Submitted to: Journal of Animal Science
Publication Type: Peer Reviewed Journal
Publication Acceptance Date: 8/1/1996
Publication Date: N/A
Interpretive Summary: Theoretically, nonlinear statistical methods are more appropriate than linear methods for analysis of traits that fall into discrete classes such as fertility and number of lambs born. However, nonlinear methods are computationally more difficult than linear methods. Therefore, it is important to determine how advantageous nonlinear models are relative to linear models under the same set of circumstances. The purpose of this paper was to compare goodness of fit and predictive ability of linear, threshold, Poisson and Negative Binomial sire and animal models for reproductive traits in sheep. In terms of goodness of fit, nonlinear mixed models did not show any advantage over linear mixed models in the analysis of reproductive data in this study. Linear and threshold mixed models yielded similar results, and both outperformed Poisson and Negative Binomial mixed models. With respect to predictive ability, differences between linear and nonlinear mixed models were almost negligible. However due to problems in estimating variances with Poisson and Negative Binomial mixed models, no definitive conclusions can be drawn from these analyses. Animal and sire models did not differ in goodness of fit or predictive ability. Models for analyzing reproductive traits such as those analyzed in this study should take into account permanent environmental effects.

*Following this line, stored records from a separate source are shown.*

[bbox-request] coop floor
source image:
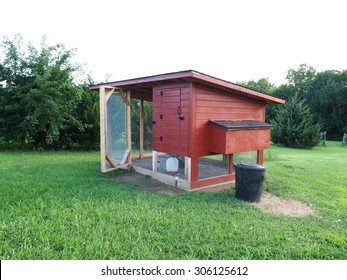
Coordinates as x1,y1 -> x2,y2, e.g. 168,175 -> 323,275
132,155 -> 228,180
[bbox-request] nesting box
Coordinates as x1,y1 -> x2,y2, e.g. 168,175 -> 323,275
91,70 -> 285,190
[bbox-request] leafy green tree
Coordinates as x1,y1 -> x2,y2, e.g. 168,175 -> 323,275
0,35 -> 84,147
307,70 -> 347,140
272,95 -> 320,149
238,78 -> 276,94
286,64 -> 317,99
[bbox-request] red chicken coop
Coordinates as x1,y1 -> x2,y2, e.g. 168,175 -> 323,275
90,70 -> 285,190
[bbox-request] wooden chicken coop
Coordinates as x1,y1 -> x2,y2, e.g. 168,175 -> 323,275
90,70 -> 285,190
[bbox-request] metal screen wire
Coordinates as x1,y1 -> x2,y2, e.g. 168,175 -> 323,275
106,94 -> 126,161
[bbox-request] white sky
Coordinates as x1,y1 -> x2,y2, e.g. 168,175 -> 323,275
0,0 -> 347,85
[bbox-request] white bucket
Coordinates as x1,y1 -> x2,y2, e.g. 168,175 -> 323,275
166,157 -> 178,172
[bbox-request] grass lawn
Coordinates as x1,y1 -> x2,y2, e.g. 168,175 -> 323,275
0,142 -> 347,259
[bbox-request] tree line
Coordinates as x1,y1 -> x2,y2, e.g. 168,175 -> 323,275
240,64 -> 347,148
0,35 -> 347,149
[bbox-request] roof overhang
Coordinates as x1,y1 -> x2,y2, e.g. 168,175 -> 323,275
90,70 -> 285,104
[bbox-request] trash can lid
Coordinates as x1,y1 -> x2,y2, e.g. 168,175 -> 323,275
237,163 -> 267,170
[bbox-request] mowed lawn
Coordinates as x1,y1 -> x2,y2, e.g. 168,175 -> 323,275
0,142 -> 347,259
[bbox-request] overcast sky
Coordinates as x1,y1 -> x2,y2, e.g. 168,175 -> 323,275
0,0 -> 347,85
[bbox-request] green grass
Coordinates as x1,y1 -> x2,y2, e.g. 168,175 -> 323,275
0,142 -> 347,259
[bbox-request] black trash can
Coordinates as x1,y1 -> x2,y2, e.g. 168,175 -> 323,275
235,163 -> 266,202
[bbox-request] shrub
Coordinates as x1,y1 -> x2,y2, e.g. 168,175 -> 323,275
272,95 -> 320,149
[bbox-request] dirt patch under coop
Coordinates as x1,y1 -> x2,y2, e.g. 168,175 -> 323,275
115,172 -> 317,217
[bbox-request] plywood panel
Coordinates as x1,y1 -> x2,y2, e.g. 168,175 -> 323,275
152,84 -> 190,156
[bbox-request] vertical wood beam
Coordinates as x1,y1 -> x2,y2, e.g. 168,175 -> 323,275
190,155 -> 199,182
104,89 -> 114,159
152,151 -> 158,173
99,87 -> 107,172
140,99 -> 145,159
184,157 -> 191,182
257,150 -> 264,165
126,90 -> 131,164
228,154 -> 234,174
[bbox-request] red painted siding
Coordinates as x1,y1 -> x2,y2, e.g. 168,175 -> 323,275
152,83 -> 190,156
193,82 -> 265,157
209,124 -> 270,154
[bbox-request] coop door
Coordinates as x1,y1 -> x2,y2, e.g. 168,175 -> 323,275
100,87 -> 131,172
153,88 -> 187,155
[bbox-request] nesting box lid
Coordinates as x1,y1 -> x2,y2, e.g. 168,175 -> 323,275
210,120 -> 273,130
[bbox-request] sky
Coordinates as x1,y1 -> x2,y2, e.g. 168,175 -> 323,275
0,0 -> 347,85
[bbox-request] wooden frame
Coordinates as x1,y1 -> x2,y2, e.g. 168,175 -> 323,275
99,86 -> 131,172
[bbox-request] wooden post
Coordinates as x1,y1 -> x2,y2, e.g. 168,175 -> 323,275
99,87 -> 107,172
152,151 -> 158,173
184,157 -> 191,182
257,150 -> 264,165
104,89 -> 114,158
126,90 -> 131,166
190,155 -> 199,182
228,154 -> 234,174
140,99 -> 145,159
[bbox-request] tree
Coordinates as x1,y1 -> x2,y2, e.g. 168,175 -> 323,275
238,78 -> 276,94
272,95 -> 320,149
286,64 -> 317,99
0,35 -> 84,147
309,70 -> 347,139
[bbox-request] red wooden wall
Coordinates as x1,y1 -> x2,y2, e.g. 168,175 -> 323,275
192,85 -> 265,157
152,83 -> 190,157
152,83 -> 265,189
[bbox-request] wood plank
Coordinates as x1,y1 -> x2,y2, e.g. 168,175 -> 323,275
184,157 -> 191,182
191,174 -> 235,189
99,86 -> 107,172
106,155 -> 119,168
152,151 -> 158,173
120,149 -> 130,165
140,99 -> 145,159
126,90 -> 131,164
257,150 -> 264,165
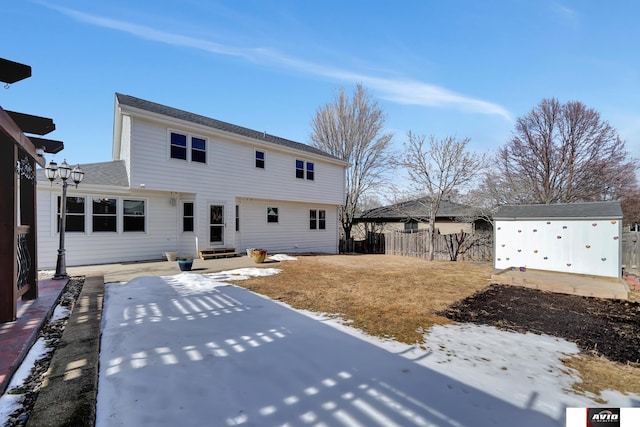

Technical Abstract: The performance of linear and nonlinear sire and animal models in the analyses of reproductive traits (fertility, litter size and ovulation rate) in two sheep populations was compared using the criteria of goodness of fit and predictive ability. Linear sire (LSM) and animal (LAM) models were used with all traits. Nonlinear models were the threshold, Poisson and Negative Binomial. Threshold sire (TSM) and animal (TAM) models were also used with all traits. Litter size and ovulation rate were also analyzed with Poisson and Negative Binomial sire (PSM and NBSM, respectively) and animal (PAM and NBAM, respectively) models. Variance components were those reported in a companion paper. For PAM a new set of variance components derived from the heritability found with the linear animal model was used (PAM-L). Mean square error (MSE) and correlations between fitted and observed values were the criteria for goodness of fit. Predictive ability was assessed by partitioning the data sets for the different traits into two subsets with the restriction that all levels of fixed effects were represented in each subset. Parameters from one subset were employed to predict observations in the other, and then MSE and correlations between observed and predicted values were used as criteria for model comparison. Within estimation procedure, breed and trait, goodness of fit of sire and animal models was rather similar. Linear and threshold models resulted in similar fit and both outperformed Poisson and Negative Binomial models. In terms of predictive ability, linear and threshold models performed only slightly better than Poisson and Negative Binomial models. Goodness of fit and predictive ability generally were better when models included permanent environment effects.